Key Points
Question
What would the reduction be in all-cause mortality for the US population if all eligible patients with heart failure with reduced ejection fraction were prescribed sodium-glucose cotransporter 2 inhibitor therapy?
Findings
This decision analytical model found that optimal implementation of sodium-glucose cotransporter 2 inhibitor therapy for patients with heart failure with reduced ejection fraction would be estimated to result in as many as 34 125 lives saved per year (range, 21 840-49 140 lives saved per year).
Meaning
The timely addition of sodium-glucose cotransporter 2 inhibitor therapy to standard guideline-directed medical therapy, even if not fully deployed, has the potential to substantially reduce all-cause mortality among patients with heart failure in the United States.
Abstract
Importance
Sodium-glucose cotransporter 2 inhibitor (SGLT2-i) therapy provided incremental survival benefit to patients with heart failure and reduced ejection fraction (HFrEF) who received guideline-directed medical therapy regardless of type 2 diabetes status in a recent clinical trial. To date, estimation of the potential benefits that could be gained from optimal implementation of SGLT2-i therapy at the population level has not been quantified.
Objective
To quantify the projected gains for deaths prevented or postponed with comprehensive implementation of SGLT2-i therapy for patients with HFrEF in the United States.
Design, Setting, and Participants
This decision analytical model, performed from September 25 to October 20, 2019, used published sources to estimate the US population of patients with HFrEF eligible for SGLT2-i therapy and the numbers needed to treat to prevent or postpone overt death. Sensitivity analyses were performed to account for the range of potential benefits.

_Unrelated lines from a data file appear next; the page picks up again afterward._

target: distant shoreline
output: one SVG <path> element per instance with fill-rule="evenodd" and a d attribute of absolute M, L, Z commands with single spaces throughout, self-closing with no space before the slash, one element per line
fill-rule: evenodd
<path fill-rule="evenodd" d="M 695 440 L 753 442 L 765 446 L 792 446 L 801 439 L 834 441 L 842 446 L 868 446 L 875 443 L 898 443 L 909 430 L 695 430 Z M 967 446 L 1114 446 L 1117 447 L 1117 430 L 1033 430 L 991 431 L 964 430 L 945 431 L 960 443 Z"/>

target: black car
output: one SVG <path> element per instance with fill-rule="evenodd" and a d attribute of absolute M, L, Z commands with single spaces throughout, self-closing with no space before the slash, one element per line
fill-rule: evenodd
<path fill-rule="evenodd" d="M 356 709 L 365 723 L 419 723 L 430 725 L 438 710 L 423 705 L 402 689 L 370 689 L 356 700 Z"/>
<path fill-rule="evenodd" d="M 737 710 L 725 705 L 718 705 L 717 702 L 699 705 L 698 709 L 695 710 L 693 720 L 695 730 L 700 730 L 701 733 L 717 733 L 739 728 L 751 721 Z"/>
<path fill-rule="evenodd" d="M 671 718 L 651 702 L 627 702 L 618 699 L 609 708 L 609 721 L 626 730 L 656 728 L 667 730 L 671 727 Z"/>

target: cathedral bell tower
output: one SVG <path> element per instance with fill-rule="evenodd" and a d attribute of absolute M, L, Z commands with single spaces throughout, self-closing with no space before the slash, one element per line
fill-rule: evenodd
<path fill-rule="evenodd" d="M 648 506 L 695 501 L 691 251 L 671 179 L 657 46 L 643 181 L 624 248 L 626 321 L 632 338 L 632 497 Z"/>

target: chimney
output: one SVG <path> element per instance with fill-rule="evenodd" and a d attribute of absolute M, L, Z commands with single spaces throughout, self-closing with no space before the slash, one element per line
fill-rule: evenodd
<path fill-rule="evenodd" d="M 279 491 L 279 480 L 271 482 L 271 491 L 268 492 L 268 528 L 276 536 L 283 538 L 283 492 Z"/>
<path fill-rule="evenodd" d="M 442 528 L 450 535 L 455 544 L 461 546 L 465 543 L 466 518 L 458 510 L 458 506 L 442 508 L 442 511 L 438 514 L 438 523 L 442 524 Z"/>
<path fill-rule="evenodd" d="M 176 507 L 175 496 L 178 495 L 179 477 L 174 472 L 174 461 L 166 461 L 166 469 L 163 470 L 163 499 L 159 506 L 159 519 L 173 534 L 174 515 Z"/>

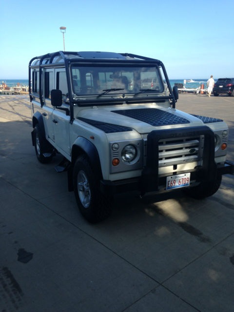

Main Outcomes and Measures
All-cause mortality.
Results
Of the 3.1 million patients with HFrEF in the United States, 2 132 800 (69%) were projected to be candidates for SGLT2-i therapy. Optimal implementation of SGLT2-i therapy was empirically estimated to prevent up to 34 125 deaths per year (range 21 840-49 140 deaths per year). A secondary analysis excluding patients on the basis of N-terminal–pro brain natriuretic peptide levels and other trial entry criteria would yield a potential benefit of 25 594 deaths per year prevented (range, 16 380-36 855 deaths per year prevented).
Conclusions and Relevance
This study suggests that a substantial number of deaths in the United States could be prevented by optimal implementation of SGLT2-i therapy. These data support implementation of the current evidence into practice in a timely manner to achieve important public health benefits and to reduce the mortality burden of HFrEF.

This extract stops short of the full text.